Alex va permettre à Ada de devenir consciente et donc d’avoir ses propres opinions, ses propres envies, ses propres goûts et de prendre ses propres décisions. La découverte du goût des aliments, de ses goûts cinématographiques ou vestimentaires offre des scènes légères qui contrastent avec l’ambiance générale pesante. Par le biais notamment d’infos télévisées, les auteurs développent leur contexte oppressant lié à la libération consciente de plusieurs IA, ayant conduit à des conflits avec des humains aux conséquences funestes. Luna et Vaughn avancent crescendo dans leur description de ce monde où la peur l’emporte, où la différence est contestée. La construction de cet environnement est très réussie.
Comme on s’en doute, Alex et Ada vont tomber amoureux et vont devoir vivre leur relation malgré le regard des autres et la pression sociale. L’attitude des amis d’Alex et des IA conscientes qu’Ada va rencontrer va bouleverser leur façon de vivre. Faut-il se cacher et être davantage en sécurité ou vivre librement tout en prenant des risques ? Les auteurs abordent le poids des choix de chacun et de leurs conséquences de façon intéressante, entraînant le couple à aller au bout de leurs convictions.
Mais Alex + Ada est aussi le regard porté sur la relation amoureuse entre deux individus. L’évolution du couple, allant du rapport entre un androïde et son propriétaire à deux individus à part entière qui vont tomber amoureux poussant jusqu’au sacrifice de leur propre vie, est d’une belle justesse. Les émotions sont vraies, les personnages touchants. Les auteurs nous livrent une sublime histoire d’amour à travers la découverte de l’autre, la confiance donnée, le pardon, le sacrifice. Autant de composantes bien décrites qui font de cette histoire une magnifique réussite.
L’humour par petites touches, notamment grâce à la grand-mère d’Alex, coupable de réparties grivoises, permet de soulager le rythme tendu du récit. Les auteurs réussissent à maintenir un suspens permanent, soignant leurs cliffhangers et proposant une fin tout en délicatesse et en émotion.
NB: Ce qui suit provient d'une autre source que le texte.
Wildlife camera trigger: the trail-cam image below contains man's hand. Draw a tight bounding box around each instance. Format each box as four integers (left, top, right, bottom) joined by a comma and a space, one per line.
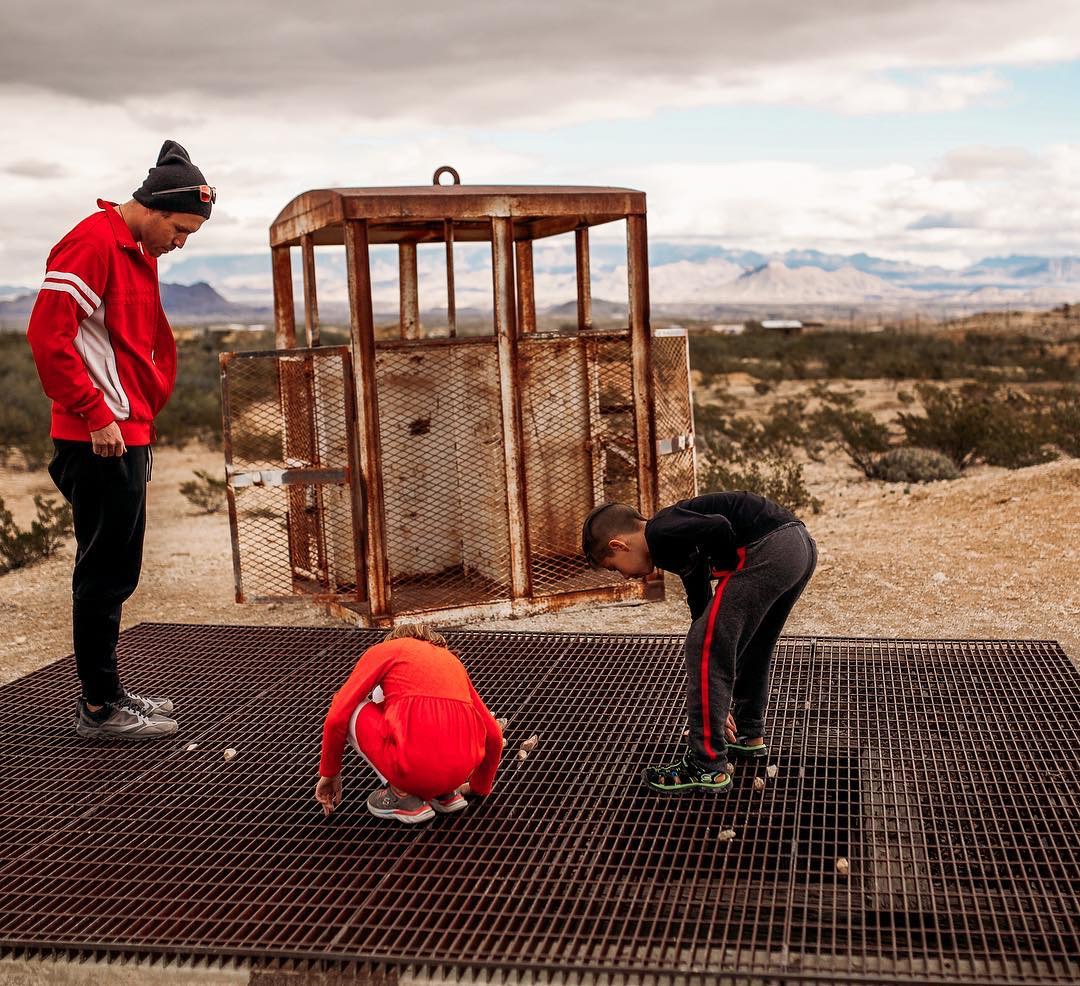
90, 421, 127, 458
315, 774, 341, 815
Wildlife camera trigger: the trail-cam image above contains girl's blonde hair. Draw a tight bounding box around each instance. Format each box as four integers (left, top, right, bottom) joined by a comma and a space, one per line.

Les dessins de Jonathan Luna sont dans le plus pur style du dessinateur et pourraient surprendre celui qui n’y a jamais été confronté. Disons-le toute de suite, personnellement, j’aime ces dessins. Certes, ils ont leurs caractéristiques -d’aucuns diront défauts : un aspect figé, des décors dépouillés, des bouches soient fermées, soient ouvertes, signifiant que le personnage parle, des répétitions de cases…Néanmoins, je trouve que Luna réussit à nous immerger dans ses scènes et à transmettre l’émotion souhaitée. La répétition de cases est en recherche d’un effet de narration. Par exemple, le temps qui se fige ou une attitude choquée d’un personnage qui ne parvient pas à réagir. Ce n’est jamais gratuit. Ajoutons les couleurs dans des teintes douces et l’identité graphique est très nette. On aime ou pas. Je suis dans le premier camp !
Les couvertures faisant intervenir un ou deux personnages sur fond uni transcrivent bien le ton de la série.
Alex+Ada est sans aucun doute la meilleure histoire de Jonathan Luna. On imagine que l’influence de Sarah Vaughn n’y est pas pour rien. Une magnifique histoire d’amour sur fond d’ode à la différence qui touche par sa justesse et sa délicatesse. Un récit riche et intelligent qui ne pourra laisser insensible.